After Bono had reworked the lyrics, the band recorded the song at Windmill Lane Studios in Dublin. The opening drum pattern soon developed into the song's hook. A local violinist, Steve Wickham, approached The Edge one morning at a bus stop
and asked if U2 had any need for a violin on their next album. In the
studio for only half a day, Wickham's electric violin became the final
instrumental contribution to the song.
During the sessions for "Sunday Bloody Sunday", producer Steve Lillywhite encouraged drummer Larry Mullen, Jr. to use a click track, but Mullen was firmly against the idea. A chance meeting with Andy Newmark (of Sly & the Family Stone) — a drummer who used a click track religiously — changed Mullen's mind. Mullen used the click track to stay in time for other songs on the album.Mullen said of the album in a 1983 interview, "I think the drumming has
always been pretty simple, I don't think it needs to be flashy.

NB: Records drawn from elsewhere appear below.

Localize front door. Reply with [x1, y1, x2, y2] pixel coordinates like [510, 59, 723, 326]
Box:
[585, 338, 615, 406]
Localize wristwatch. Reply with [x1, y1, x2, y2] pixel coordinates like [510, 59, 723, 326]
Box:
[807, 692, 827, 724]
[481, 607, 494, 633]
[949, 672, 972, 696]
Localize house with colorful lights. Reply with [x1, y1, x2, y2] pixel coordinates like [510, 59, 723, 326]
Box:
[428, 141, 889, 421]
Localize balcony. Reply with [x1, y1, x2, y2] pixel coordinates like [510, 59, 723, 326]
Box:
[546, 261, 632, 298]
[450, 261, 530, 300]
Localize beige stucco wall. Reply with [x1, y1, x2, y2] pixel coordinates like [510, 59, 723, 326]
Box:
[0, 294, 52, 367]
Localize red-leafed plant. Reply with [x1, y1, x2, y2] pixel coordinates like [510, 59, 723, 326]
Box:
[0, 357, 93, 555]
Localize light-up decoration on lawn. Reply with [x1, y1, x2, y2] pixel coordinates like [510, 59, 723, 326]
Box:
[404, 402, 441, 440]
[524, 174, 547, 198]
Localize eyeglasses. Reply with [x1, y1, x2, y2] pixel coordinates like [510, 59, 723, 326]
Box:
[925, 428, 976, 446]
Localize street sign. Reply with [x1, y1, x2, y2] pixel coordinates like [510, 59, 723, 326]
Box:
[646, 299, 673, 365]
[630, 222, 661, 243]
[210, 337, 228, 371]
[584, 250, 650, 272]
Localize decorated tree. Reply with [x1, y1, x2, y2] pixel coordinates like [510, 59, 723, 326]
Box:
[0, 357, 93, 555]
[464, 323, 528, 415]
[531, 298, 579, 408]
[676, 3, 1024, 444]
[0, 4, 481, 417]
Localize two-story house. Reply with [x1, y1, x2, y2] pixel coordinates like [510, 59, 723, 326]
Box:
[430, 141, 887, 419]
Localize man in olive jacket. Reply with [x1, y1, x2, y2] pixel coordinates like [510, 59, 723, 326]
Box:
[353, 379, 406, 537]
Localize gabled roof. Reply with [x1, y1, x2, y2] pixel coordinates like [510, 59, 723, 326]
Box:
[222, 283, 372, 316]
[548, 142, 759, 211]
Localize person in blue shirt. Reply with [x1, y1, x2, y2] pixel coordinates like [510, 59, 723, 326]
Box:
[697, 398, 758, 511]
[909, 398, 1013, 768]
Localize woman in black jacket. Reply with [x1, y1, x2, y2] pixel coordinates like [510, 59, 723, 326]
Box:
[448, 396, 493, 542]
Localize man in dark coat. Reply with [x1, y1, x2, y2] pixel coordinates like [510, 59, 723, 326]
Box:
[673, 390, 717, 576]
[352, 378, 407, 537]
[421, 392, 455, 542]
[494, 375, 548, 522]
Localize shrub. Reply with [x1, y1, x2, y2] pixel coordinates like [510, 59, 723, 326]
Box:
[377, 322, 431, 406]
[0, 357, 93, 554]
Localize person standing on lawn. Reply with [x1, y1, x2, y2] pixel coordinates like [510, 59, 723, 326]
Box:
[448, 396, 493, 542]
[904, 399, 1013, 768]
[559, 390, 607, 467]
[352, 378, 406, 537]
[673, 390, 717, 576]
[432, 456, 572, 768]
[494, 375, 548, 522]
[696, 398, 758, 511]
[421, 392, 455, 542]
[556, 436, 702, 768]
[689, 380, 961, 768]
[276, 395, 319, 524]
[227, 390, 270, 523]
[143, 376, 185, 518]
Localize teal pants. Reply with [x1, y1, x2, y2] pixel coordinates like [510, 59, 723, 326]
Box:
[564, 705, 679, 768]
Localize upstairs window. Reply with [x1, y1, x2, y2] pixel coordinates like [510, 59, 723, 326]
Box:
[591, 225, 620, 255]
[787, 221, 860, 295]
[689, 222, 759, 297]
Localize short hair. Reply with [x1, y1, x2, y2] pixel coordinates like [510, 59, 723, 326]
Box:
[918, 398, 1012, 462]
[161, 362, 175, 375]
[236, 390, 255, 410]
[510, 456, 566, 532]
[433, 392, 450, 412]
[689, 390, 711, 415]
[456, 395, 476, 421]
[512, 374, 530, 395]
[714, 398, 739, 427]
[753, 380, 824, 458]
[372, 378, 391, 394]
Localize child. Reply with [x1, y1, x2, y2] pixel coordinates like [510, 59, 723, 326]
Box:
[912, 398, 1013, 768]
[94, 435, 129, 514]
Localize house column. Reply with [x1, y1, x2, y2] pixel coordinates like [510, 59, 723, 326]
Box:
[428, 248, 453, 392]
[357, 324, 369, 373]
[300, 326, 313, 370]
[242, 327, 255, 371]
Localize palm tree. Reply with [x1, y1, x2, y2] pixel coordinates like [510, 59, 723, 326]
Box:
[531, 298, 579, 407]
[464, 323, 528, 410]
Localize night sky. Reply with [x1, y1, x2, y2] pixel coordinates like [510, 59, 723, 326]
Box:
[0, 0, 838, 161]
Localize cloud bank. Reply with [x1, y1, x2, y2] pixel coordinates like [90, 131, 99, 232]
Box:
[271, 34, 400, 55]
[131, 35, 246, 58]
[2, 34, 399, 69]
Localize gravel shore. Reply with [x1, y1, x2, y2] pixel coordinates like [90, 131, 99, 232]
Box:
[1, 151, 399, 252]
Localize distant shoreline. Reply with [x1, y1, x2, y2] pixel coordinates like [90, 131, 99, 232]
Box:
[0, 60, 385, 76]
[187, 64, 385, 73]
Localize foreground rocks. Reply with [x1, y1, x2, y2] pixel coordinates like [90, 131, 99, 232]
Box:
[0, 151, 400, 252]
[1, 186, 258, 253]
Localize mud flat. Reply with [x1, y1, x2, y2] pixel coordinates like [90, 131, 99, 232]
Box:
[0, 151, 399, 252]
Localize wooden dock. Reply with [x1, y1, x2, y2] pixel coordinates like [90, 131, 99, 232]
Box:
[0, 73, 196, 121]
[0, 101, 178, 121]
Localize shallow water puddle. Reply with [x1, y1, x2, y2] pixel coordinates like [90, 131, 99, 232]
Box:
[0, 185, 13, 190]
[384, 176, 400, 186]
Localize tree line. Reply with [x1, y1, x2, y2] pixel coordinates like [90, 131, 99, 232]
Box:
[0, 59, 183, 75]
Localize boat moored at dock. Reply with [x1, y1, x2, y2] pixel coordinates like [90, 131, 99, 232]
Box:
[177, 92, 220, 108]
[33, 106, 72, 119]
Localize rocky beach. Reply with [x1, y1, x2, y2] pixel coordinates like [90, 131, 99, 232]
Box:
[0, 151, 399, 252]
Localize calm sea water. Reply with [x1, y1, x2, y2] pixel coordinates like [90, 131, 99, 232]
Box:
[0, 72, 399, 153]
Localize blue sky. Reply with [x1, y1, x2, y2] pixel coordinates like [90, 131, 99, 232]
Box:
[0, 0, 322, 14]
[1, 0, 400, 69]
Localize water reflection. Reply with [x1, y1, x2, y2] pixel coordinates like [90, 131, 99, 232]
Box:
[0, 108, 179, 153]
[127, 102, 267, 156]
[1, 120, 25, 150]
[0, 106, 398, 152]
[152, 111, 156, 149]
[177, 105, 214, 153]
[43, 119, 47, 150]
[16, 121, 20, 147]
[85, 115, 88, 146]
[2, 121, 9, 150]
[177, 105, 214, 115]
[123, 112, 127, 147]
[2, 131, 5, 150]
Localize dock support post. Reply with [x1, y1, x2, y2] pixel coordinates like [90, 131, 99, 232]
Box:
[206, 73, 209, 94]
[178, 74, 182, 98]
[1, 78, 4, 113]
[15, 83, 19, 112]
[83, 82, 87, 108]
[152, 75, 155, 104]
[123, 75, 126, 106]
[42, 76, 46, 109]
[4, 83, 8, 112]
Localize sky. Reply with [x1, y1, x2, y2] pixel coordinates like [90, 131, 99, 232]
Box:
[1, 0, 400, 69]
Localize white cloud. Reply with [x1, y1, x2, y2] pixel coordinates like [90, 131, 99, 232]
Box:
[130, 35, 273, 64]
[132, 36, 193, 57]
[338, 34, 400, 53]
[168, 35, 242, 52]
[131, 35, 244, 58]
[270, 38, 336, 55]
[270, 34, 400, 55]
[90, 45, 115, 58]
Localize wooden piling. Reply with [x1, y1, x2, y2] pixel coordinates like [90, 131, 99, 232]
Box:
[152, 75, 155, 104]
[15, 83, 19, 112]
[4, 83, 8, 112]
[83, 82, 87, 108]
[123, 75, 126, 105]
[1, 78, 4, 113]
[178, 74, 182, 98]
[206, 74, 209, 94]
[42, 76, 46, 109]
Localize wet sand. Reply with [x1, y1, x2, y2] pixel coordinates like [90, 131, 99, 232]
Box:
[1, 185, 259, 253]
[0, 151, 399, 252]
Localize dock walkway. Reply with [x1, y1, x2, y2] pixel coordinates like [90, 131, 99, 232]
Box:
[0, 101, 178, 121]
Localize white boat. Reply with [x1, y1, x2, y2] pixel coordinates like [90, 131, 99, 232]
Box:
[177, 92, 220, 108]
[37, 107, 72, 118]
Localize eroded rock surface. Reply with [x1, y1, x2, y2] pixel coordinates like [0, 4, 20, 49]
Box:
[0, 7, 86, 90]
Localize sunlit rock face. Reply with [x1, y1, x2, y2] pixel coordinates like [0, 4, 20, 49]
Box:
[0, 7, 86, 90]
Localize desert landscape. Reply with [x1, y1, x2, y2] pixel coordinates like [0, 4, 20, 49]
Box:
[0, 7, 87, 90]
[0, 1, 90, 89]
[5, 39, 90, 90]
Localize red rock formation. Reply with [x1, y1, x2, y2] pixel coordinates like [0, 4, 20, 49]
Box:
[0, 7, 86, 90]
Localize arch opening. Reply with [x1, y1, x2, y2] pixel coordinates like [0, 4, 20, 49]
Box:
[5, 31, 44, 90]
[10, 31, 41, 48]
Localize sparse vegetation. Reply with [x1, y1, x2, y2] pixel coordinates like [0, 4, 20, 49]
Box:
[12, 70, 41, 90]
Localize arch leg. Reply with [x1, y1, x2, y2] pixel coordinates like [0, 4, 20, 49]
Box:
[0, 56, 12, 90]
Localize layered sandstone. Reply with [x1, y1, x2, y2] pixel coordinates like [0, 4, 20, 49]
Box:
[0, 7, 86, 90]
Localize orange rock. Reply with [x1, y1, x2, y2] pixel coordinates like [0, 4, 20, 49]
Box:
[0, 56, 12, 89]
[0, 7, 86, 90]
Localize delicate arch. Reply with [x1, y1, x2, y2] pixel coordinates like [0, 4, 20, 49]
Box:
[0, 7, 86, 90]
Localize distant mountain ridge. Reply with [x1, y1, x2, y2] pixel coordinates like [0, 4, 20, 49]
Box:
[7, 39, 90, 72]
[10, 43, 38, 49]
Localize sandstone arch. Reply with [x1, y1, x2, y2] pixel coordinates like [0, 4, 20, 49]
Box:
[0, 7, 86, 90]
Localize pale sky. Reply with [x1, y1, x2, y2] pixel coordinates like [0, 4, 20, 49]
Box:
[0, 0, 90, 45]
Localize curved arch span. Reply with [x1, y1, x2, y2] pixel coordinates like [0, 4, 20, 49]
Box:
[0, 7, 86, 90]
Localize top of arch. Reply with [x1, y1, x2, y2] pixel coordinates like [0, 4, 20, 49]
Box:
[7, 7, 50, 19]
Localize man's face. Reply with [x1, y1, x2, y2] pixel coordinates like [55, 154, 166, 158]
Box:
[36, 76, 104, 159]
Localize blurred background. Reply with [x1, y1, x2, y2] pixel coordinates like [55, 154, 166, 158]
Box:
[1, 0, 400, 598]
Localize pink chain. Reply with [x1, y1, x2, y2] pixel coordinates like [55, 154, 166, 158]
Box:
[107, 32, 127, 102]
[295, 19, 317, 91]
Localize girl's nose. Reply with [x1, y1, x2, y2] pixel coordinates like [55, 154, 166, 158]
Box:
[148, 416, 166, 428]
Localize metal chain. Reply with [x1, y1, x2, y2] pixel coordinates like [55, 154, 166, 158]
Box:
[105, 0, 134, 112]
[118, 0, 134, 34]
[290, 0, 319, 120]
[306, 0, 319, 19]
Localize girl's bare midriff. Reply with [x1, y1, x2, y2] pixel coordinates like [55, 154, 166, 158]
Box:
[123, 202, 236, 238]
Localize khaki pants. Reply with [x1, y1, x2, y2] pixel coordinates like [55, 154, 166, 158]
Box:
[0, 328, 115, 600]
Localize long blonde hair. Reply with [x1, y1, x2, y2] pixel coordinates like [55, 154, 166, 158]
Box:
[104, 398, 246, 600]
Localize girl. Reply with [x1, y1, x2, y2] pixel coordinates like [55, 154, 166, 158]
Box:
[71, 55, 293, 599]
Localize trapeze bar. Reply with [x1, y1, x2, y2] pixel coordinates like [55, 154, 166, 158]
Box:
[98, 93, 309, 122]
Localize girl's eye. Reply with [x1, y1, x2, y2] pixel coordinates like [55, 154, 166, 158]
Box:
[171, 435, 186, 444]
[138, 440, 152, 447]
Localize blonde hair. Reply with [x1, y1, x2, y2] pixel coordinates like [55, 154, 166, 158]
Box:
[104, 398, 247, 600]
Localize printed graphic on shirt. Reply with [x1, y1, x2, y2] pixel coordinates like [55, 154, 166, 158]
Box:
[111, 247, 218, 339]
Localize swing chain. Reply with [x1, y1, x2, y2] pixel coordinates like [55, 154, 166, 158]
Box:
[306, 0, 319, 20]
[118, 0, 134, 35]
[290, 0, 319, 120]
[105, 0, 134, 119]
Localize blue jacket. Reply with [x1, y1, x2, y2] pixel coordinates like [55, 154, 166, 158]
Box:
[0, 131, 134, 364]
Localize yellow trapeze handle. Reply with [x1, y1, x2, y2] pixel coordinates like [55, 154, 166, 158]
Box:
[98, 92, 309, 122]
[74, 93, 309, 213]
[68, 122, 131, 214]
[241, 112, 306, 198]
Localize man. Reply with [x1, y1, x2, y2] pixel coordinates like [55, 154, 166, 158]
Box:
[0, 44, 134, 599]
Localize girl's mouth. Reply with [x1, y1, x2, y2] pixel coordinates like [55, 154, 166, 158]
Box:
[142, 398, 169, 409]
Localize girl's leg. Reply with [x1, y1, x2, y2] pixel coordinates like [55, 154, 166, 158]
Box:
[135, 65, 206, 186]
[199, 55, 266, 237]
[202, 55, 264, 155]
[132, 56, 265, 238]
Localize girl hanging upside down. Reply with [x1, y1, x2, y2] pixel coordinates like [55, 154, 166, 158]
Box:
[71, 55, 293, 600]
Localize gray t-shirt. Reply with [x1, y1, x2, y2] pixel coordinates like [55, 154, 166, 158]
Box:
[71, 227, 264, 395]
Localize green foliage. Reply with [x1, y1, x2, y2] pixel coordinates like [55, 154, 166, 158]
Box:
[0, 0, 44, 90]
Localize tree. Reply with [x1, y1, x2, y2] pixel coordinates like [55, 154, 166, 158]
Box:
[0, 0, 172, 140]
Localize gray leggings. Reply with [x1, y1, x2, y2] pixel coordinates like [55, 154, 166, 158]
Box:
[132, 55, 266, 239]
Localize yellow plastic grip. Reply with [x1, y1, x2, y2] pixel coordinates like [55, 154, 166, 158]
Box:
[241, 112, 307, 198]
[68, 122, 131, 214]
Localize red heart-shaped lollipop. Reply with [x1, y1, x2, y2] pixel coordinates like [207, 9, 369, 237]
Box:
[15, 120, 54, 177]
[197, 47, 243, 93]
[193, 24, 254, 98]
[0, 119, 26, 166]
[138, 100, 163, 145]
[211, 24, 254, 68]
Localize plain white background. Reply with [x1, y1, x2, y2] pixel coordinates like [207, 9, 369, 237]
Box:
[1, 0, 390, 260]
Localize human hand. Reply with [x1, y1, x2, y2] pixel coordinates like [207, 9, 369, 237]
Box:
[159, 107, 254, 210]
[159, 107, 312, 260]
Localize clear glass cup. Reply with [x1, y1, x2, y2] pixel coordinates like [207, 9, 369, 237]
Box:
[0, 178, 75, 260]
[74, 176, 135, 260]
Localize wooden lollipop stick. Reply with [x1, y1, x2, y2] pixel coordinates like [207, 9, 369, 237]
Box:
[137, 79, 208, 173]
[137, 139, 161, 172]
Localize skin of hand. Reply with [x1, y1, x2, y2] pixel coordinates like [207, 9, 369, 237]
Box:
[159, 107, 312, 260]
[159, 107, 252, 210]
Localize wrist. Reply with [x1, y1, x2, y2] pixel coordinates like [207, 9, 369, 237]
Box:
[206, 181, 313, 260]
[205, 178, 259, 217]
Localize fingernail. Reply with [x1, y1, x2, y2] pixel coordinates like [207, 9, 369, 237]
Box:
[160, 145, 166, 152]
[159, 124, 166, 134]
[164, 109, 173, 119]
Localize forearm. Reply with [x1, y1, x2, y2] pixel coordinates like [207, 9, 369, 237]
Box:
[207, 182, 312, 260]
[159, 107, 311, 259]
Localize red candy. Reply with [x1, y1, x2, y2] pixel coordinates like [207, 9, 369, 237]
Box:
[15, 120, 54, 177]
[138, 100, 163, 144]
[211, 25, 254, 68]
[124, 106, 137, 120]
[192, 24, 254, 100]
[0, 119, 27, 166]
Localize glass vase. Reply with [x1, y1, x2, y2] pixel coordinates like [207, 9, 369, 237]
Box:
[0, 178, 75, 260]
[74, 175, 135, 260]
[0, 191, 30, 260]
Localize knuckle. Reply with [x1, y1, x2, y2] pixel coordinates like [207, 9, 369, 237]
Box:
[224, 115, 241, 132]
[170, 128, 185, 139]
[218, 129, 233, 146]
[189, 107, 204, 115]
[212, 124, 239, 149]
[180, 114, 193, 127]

For War
I use a click track, something I haven't used before, it's a way of
keeping time in my headphones. When I listened to the music in time with
the click track I knew I had to bring it down to the real basics.
Hopefully for the next LP it will be more complicated, I'll move on. I
think of it as a musical progression for myself because I learned a lot
recording this album, just about my own style and that's what I wanted
to do. I think there is a definite style on War where there isn't on the previous albums."
The studio version of "40" was recorded right at the end of the recording sessions for War. Bassist Adam Clayton had already left the studio, and the three remaining band members decided they didn't have a good song to end the album. Bono, The Edge, and Mullen Jr. quickly recorded the song with The Edge switching off to both the electric and bass guitar. Bono called the song "40" as he based the lyrics on Psalm 40. In live versions of the song, The Edge and Clayton switch roles, as Clayton plays guitar and Edge plays the bass.